Re: Ceph + VMware + Single Thread Performance

Nick Fisk <nick@xxxxxxxxxx> · Thu, 21 Jul 2016 13:33:19 +0100

> -----Original Message-----
> From: wr@xxxxxxxx [mailto:wr@xxxxxxxx]
> Sent: 21 July 2016 13:23
> To: nick@xxxxxxxxxx; 'Horace Ng' <horace@xxxxxxxxx>
> Cc: ceph-users@xxxxxxxxxxxxxx
> Subject: Re:  Ceph + VMware + Single Thread Performance
> 
> Okay and what is your plan now to speed up ?
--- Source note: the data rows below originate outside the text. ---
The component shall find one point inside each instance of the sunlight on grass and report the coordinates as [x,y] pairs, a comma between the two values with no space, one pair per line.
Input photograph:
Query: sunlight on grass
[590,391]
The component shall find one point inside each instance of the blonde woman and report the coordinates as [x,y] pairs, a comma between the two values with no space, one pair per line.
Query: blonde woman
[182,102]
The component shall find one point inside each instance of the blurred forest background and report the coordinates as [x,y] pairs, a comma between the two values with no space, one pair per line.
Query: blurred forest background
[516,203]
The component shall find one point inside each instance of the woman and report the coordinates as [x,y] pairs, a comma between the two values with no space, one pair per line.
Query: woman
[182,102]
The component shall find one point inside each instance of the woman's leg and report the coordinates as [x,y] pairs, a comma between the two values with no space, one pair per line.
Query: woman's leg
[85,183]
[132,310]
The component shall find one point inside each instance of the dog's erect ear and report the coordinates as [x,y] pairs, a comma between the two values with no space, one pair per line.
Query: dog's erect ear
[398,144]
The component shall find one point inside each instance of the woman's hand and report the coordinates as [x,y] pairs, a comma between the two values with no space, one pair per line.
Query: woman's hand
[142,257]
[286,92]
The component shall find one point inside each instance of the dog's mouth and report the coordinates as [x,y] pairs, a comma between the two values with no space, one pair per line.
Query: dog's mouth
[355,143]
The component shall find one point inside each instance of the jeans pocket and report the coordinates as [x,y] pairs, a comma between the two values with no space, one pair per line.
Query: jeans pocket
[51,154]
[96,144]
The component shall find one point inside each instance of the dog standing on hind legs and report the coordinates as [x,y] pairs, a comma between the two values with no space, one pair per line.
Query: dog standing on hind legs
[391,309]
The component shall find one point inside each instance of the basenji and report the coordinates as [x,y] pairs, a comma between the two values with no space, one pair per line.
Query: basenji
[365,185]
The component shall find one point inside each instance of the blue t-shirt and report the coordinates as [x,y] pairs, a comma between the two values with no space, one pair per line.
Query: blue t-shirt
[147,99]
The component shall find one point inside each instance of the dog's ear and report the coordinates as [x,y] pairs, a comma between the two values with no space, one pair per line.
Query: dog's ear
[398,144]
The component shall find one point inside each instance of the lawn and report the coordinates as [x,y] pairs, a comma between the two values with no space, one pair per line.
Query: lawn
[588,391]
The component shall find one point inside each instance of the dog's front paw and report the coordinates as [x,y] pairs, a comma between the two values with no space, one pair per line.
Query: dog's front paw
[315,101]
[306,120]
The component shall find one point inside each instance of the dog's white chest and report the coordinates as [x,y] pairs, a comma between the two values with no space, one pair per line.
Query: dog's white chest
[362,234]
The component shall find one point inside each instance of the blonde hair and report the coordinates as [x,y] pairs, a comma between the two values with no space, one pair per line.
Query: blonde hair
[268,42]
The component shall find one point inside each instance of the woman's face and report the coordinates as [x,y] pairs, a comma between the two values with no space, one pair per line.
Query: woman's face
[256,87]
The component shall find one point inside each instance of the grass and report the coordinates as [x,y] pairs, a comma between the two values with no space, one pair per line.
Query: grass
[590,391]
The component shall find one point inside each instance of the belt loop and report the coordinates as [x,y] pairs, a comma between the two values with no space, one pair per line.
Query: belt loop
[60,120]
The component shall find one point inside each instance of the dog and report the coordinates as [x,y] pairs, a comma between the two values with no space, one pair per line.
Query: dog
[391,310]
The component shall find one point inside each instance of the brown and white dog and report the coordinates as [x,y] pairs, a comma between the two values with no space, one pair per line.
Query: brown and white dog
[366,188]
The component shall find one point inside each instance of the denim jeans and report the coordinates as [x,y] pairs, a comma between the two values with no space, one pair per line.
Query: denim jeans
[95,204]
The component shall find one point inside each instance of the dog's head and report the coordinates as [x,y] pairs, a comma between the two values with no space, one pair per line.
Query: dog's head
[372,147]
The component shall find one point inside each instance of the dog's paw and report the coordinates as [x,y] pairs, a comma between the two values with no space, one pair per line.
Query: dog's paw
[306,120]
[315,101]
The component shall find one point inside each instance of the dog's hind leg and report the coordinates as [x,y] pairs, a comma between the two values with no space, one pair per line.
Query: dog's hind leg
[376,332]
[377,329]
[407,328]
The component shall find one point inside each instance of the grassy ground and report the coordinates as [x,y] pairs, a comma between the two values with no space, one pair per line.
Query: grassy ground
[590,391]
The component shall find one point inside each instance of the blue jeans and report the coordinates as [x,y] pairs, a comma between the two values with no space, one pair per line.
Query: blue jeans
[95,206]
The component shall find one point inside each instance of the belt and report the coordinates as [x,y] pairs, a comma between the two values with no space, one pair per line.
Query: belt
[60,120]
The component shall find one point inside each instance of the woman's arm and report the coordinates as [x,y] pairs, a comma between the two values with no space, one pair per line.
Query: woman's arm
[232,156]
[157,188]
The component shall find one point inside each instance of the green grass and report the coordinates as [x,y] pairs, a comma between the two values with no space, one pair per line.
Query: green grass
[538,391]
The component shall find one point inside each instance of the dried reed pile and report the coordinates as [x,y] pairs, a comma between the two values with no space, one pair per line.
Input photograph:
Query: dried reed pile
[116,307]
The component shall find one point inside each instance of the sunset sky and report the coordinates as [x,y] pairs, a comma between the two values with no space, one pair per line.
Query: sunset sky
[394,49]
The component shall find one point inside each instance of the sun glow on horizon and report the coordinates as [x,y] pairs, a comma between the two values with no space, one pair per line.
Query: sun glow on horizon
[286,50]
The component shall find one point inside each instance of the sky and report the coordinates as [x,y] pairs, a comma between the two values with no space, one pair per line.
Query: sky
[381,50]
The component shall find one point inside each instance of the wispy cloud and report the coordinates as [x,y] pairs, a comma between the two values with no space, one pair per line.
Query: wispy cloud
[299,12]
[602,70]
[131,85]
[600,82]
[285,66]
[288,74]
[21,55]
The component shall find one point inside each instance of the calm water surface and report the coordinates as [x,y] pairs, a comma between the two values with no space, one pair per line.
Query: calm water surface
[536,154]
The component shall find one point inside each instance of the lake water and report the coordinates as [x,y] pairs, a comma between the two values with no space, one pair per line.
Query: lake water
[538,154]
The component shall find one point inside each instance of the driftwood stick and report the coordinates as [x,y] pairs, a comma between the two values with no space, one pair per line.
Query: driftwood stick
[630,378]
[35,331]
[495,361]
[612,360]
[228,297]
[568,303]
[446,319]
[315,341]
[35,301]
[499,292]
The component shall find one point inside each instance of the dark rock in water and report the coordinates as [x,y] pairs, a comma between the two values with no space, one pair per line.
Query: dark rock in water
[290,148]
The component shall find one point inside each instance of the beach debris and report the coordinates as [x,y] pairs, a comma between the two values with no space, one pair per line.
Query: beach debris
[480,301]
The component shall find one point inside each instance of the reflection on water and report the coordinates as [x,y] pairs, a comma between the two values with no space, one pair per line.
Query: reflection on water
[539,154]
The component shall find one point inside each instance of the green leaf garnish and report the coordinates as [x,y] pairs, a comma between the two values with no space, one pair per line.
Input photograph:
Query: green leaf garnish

Now I have come up with a lower latency hardware design, there is not much further improvement until persistent RBD caching is implemented, as you will be moving the SSD/NVME closer to the client. But I'm happy with what I can achieve at the moment. You could also experiment with bcache on the RBD.

> 
> Would it help to put in multiple P3700 per OSD Node to improve performance for a single Thread (example Storage VMotion) ?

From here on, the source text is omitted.